Webcast Presents Second Annual FAIR Health Indicators and Index

On May 14, FAIR Health President Robin Gelburd hosted a webcast on the second annual edition of two FAIR Health resources, FH Healthcare Indicators® and the FH Medical Price Index®. Entitled “FH Healthcare Indicators and FH Medical Price Index 2019: Continuing Clarity in a Rapidly Changing Environment,” the webcast attracted numerous attendees from throughout the healthcare sector, including payors, providers, consultants, researchers and government officials.

The webcast began with FH Healthcare Indicators, which analyze utilization and cost trends in retail clinics, emergency rooms (ERs), urgent care centers, telehealth and ambulatory surgery centers (ASCs). “FH Healthcare Indicators pull back the curtain on the major transformation underway in the healthcare industry in terms of where consumers are accessing care,” said Ms. Gelburd.

Among the findings Ms. Gelburd reported:

  • From 2016 to 2017, ER utilization fell 10 percent in rural areas, 1 percent in urban areas and 2 percent nationally.
  • In 2017, utilization of urgent care centers was highest in those aged 31 to 40, with high rates also seen in those aged 23 to 30 and 41 to 50.
  • The median charge amount in 2017 for CPT®1 99203, a 30-minute new patient office or outpatient visit, ranged from $213 in an urgent care center to $207 in an office to $129 in a retail clinic.
  • The number one reason individuals used telehealth in 2016 was “mental health reasons,” but this dropped to the fifth largest diagnostic category in 2017, with injuries at number one.
  • Although more claim lines were submitted for females than males in all adult age groups in ASCs in 2017, the reverse was true in the pediatric age range (0-18).

Ms.
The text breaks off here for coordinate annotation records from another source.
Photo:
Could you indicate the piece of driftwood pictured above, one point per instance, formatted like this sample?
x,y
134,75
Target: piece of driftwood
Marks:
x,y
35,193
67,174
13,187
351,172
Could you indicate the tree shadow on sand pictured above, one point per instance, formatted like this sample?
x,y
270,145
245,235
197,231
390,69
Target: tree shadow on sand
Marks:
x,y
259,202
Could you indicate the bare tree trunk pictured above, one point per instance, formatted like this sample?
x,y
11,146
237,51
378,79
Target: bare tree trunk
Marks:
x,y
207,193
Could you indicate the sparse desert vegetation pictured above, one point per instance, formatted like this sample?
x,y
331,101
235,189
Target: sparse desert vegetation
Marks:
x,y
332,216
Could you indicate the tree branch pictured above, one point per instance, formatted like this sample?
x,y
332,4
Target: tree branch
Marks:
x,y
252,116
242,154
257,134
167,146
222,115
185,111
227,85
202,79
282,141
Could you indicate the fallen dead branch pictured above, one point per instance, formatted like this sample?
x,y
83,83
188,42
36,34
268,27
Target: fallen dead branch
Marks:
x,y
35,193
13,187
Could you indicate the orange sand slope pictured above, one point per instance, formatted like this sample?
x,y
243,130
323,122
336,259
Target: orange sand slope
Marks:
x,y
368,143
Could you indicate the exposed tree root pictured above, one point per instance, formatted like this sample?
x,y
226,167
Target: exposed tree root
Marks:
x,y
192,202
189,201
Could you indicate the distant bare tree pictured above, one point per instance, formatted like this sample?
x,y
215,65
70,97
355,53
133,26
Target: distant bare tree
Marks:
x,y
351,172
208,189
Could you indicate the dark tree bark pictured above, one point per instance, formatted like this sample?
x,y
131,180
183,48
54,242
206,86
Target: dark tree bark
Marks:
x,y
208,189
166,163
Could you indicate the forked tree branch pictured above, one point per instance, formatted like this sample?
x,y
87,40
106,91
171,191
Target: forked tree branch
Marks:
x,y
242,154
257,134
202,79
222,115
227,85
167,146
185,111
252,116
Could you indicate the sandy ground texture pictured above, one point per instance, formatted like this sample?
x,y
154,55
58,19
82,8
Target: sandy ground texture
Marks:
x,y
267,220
Gelburd then presented the FH Medical Price Index, which tracks average median charge and allowed amounts for six medical procedure categories: professional evaluation and management (E&M), hospital E&M, surgery, pathology and laboratory, medicine and radiology. “The indices allow you to come on a journey into our billions of claims and see movement in the healthcare sector that can inform, justify or amend different courses of action,” said Ms. Gelburd.

Ms. Gelburd showed that charges for hospital E&M services had risen at a faster rate from May 2012 to November 2018 than those for professional E&M services. The hospital E&M charge amount index increased from 1.00 to 1.40, while the professional E&M charge amount index increased from 1.00 to 1.28.

Both indices increased more than Consumer Price Index (CPI) Inflation and Medical Care Inflation rates for that period, as tracked by the US Bureau of Labor Statistics. In contrast, the charge increases in surgery and radiology were lower than CPI Inflation. The charge increase in pathology and laboratory was higher than CPI Inflation but lower than Medicare Care Inflation; the charge increase in medicine tracked closely with Medical Care Inflation.

“We look forward to having these healthcare indicators and indices add further understanding to this complex healthcare environment,” said Ms. Gelburd.

The two resources are available free in the form of a recently published white paper. In addition, FAIR Health makes available customized indicators and indices that offer specific data subsets (e.g., based on clinical category, geographic region, time period) of particular interest to stakeholders. For more information, email us at info@fairhealth.org or call us at 855-301-3247, Monday through Friday, 9 am to 6 pm ET.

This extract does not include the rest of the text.